Dans la nuit d’automne, les oies sauvages criaillaient de nouveau au-dessus du Danube dont le cours les guidait à l’aller et au retour, coua-coua, résonnait le cri des grands oiseaux mystérieux qui passent une grande partie de leur vie en migrations, allant et venant du nord vers le sud, comme si le but de leur vie était de connaître les vents qui soufflent dans les hauteurs, de contempler les flots et de ramasser la poussière d’étoile entre leurs plumes pour l’emporter vers d’autres contrées où resplendissent d’autres étoiles, du sud ou bien du nord… Pankotai se mit à faire des signes avec son chapeau vers les cris qui venaient du ciel.

— Taisez-vous, ne troublez pas le sommeil de la bien-aimée.

Mais la fenêtre du balcon s’ouvrait déjà, la dame qui s’était réveillée sortait dans sa robe blanche. Elle leva les yeux vers le gris de la voûte céleste et Pankotai la vit étendre les bras. […]

Elle se tenait immobile dans les hauteurs.

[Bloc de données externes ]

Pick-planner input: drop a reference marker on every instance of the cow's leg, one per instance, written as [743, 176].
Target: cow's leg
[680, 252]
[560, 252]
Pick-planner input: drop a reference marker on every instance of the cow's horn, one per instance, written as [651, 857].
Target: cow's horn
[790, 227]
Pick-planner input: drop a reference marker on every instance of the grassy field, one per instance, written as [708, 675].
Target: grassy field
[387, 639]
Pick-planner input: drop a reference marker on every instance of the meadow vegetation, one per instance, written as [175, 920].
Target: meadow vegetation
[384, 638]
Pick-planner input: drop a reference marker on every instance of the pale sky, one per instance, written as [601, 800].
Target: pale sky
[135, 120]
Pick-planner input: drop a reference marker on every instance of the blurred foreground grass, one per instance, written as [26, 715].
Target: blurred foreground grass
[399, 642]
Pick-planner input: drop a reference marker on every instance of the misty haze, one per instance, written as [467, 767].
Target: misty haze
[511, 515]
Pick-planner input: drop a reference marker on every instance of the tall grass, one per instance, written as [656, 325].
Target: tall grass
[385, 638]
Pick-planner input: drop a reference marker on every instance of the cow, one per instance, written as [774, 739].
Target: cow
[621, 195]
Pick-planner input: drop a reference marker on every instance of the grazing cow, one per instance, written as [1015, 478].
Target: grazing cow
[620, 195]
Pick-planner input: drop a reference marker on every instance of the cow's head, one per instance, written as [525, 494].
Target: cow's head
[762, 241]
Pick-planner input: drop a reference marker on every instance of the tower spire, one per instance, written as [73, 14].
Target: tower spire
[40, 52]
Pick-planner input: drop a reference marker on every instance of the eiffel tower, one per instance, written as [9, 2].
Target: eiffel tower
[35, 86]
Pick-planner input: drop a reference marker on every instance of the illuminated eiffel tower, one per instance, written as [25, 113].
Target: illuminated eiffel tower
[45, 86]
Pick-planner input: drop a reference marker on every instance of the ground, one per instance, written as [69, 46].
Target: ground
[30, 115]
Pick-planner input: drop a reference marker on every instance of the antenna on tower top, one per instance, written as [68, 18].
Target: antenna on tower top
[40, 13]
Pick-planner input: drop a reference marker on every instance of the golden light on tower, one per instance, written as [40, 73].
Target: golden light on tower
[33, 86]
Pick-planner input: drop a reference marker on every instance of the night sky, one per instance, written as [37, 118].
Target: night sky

Il sentit une manière de caresse délicate passer sur son visage, comme un baiser envoyé de l’au-delà. Une petite plume bouclée et duveteuse était tombée d’en haut, la plume tendre d’une oie sauvage, et la porte du balcon se referma doucement.  […] Qui l’avait envoyée, la dame ou les oiseaux migrateurs ? […]

Pankotai passa encore quelque nuits sous le balcon de l’inconnue. Le rêve en robe blanche apparaissait toujours à minuit, quand le criaillement des oiseaux sauvages s’élevaient aux environs du pont Marguerite. La dame se mettait à son balcon et regardait avec envie vers le ciel, comme si son père ou son fiancé eussent voyagé dans la nuit avec les oies. Tant qu’elle entendait les cris mystérieux et fantastiques au firmament, elle restait sur son balcon, les bras en croix. On eût dit une oie sauvage ensorcelée au premier étage d’un immeuble de Budapest, dont le cœur se fendait au moment de la migration de ne pouvoir partir vers le midi avec ses frères et sœurs. […]

Mais une nuit, les cris vifs des oiseaux ne retentirent plus au-dessus du Danube.

Ils attendirent longtemps : lui sur le quai, elle sur son balcon… et ils perdaient déjà espoir quand, au loin, presque dans l’au-delà, s’éleva un unique cri d’adieu. La dernière oie quittait le ciel de Budapest. Le triste automne était irrémédiablement là.

Une feuille de papier tomba aux pieds de Pankotai. Les menues lettres disaient :

— Adieu.

La porte du balcon ne s’ouvrit plus la nuit et Pankotai occupa de plus en plus rarement son poste désormais inutile.

Des mois plus tard, sa passion et sa tristesse apaisées, il alla se renseigner dans l’immeuble sans même que sa voix tremblât : il apprit que la dame du balcon était une demoiselle poitrinaire qui n’avait pu se rendre en Égypte à cause de la guerre mondiale et qu’elle reposait désormais au cimetière.

 

Gyula Krûdy, Les beaux jours de la rue de la Main-d’Or, traduit du hongrois par Natalia Zaremba-Huzsvai et Charles Zaremba,Paris, Éditions In Fine, 1997, p. 60-65.

Titre original : Aranykéz utcai szép napok.

Merci, chère Melinda, de ce cadeau magnifique.